DENVER – A 27-year-old recent law school graduate is hoping to pull off a feat – knock incumbent Scott Tipton out in a Republican primary in the 3rd Congressional District.
But Alex Beinstein is facing an uphill battle ahead of the June 28 primary, despite making the ballot with 40 percent of the delegate vote at the April district assembly.
Tipton, 59, is well-established, with powerful supporters along the sprawling district, which includes most of the Western Slope and southern portions of the Eastern Plains.
Tipton has fought for rural issues, including protecting farmers and ranchers from federal regulations – such as a water rule that aims to expand oversight over smaller bodies of water – and holding the Environmental Protection Agency accountable in the wake of last year’s catastrophic Gold King Mine spill.
He also has the advantage of name recognition.
Tipton says of his young aspiring opponent, “We take every election seriously. What differences he’s trying to bring up, people know where we stand on those issues.”
Beinstein has painted Tipton as a politician who is in the hands of big donors, who has lost his way when it comes to the Constitution and preserving conservative values.
He attacked Tipton for supporting the Every Student Succeeds Act last year, which replaced the No Child Left Behind Act, and voting in 2013 for the “Ryan-Murray” federal budget, which was viewed as a spending compromise.
Tipton responded, “As we go down the list, it’s interesting, there seems to be more common ground (with Beinstein).”
Behind the scenes, the Tipton campaign has not given much credence to Beinstein’s long-shot effort. They’ve been looking ahead to the November election, in which Democrat Gail Schwartz has vowed to unseat the third-term congressman.
Schwartz is not facing a primary.
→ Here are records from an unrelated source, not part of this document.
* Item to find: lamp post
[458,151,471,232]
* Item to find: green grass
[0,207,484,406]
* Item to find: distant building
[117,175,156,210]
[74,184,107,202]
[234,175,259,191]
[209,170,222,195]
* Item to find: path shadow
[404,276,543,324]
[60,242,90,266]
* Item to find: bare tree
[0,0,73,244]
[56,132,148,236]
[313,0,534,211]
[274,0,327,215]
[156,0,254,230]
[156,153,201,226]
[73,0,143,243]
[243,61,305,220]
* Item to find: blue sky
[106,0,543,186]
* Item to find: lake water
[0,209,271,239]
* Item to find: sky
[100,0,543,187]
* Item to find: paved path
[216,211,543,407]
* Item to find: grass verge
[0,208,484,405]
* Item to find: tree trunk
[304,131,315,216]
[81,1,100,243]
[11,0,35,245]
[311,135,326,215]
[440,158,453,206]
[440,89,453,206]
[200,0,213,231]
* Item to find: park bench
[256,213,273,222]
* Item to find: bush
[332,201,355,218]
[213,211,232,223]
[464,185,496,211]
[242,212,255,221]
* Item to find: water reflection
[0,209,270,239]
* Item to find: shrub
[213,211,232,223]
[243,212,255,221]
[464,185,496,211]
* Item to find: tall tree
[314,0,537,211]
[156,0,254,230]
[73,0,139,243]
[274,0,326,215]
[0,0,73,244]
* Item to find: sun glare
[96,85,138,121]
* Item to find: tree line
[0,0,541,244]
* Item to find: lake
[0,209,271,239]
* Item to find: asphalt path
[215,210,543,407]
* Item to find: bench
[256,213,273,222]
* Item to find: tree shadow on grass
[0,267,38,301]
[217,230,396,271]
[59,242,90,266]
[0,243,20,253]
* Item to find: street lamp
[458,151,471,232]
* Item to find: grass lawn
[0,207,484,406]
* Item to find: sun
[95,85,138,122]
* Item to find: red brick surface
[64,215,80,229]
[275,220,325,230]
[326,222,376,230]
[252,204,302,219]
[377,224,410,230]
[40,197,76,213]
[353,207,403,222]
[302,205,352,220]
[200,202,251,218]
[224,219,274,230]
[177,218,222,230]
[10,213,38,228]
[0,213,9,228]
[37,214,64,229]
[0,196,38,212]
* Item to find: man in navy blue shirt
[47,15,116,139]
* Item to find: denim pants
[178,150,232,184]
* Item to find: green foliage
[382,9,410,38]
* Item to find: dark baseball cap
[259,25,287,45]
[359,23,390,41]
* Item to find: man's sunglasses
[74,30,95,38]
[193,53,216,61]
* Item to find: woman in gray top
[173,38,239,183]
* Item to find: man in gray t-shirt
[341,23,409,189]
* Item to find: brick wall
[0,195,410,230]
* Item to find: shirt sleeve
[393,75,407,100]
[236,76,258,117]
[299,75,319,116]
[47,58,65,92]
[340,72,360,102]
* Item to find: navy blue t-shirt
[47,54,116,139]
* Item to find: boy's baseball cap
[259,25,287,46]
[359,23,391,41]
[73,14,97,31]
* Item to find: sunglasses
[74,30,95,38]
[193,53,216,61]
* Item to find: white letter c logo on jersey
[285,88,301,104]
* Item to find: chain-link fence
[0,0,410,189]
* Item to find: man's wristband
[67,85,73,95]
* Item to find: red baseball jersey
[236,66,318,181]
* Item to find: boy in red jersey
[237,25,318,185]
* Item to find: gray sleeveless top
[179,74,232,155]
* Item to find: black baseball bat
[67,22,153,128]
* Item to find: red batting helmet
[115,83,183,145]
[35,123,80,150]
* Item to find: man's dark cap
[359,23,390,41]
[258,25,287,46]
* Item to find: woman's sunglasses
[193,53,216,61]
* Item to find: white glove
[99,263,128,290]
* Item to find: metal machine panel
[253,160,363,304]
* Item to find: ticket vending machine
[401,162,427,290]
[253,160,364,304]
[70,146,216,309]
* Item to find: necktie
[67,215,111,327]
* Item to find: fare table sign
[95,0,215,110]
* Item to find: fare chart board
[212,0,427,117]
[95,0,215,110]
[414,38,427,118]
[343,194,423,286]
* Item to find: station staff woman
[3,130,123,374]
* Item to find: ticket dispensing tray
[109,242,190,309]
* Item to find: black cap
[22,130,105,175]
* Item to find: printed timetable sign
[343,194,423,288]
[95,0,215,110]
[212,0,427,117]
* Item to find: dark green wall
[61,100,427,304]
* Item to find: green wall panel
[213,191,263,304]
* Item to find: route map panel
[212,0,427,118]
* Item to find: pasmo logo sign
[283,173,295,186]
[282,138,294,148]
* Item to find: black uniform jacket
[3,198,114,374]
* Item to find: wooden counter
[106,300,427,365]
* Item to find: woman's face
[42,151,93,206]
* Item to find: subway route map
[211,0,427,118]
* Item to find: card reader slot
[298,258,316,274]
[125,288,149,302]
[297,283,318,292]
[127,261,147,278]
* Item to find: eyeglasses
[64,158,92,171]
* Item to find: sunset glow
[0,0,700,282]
She reported raising more than $350,000 since announcing her candidacy on April 8.
Beinstein – with only about $4,060 in reported contributions compared to Tipton’s $487,074 – says voters should not count him out.
He has proved his ability to capture attention in the past, with a University of Chicago community radio show that held interviews with former United Nations ambassador John Bolton, National Security Advisor Susan Rice and Supreme Court historian Jeff Shesol, to name a few.
He lives in his parent’s home in Carbondale, and he has relied on support from family and friends. But Beinstein’s shoestring budget hasn’t stopped him from traveling the district to speak to voters.
“Tipton gives off this impression that if you’re wealthy, he cares about you, but if you’re down on your luck, he doesn’t,” Beinstein said, referring to the high unemployment rate in pockets of the district.
Beinstein supports a tariff to create jobs, as well as decreasing corporate taxes.
Tipton appears to have a sharp focus on jobs.
“Every one of the bills that we’re putting forward try to have a focus on not expanding the imprint of the federal government... and to be able to create those opportunities in the private sector for families to be able to live to their highest and best potential.”
Beinstein has also focused on international issues, specifically the United States’ somewhat friendly relationship with Saudi Arabia, which he believes has led to the growth of violent extremist groups.
“Russia is right to know that Saudi Arabia is the true sponsor of terror,” Beinstein said. “We’re never going to solve the problem of Islamic terror until we go after its funding sources.”
Tipton agrees that terrorism is an important issue, but he said voters in the district are focused on challenges at home.
“The issues that the people are bringing up to me in our congressional district are about their families,” Tipton said. “They’re worried about their jobs, if they have one; they’re worried about getting a job.”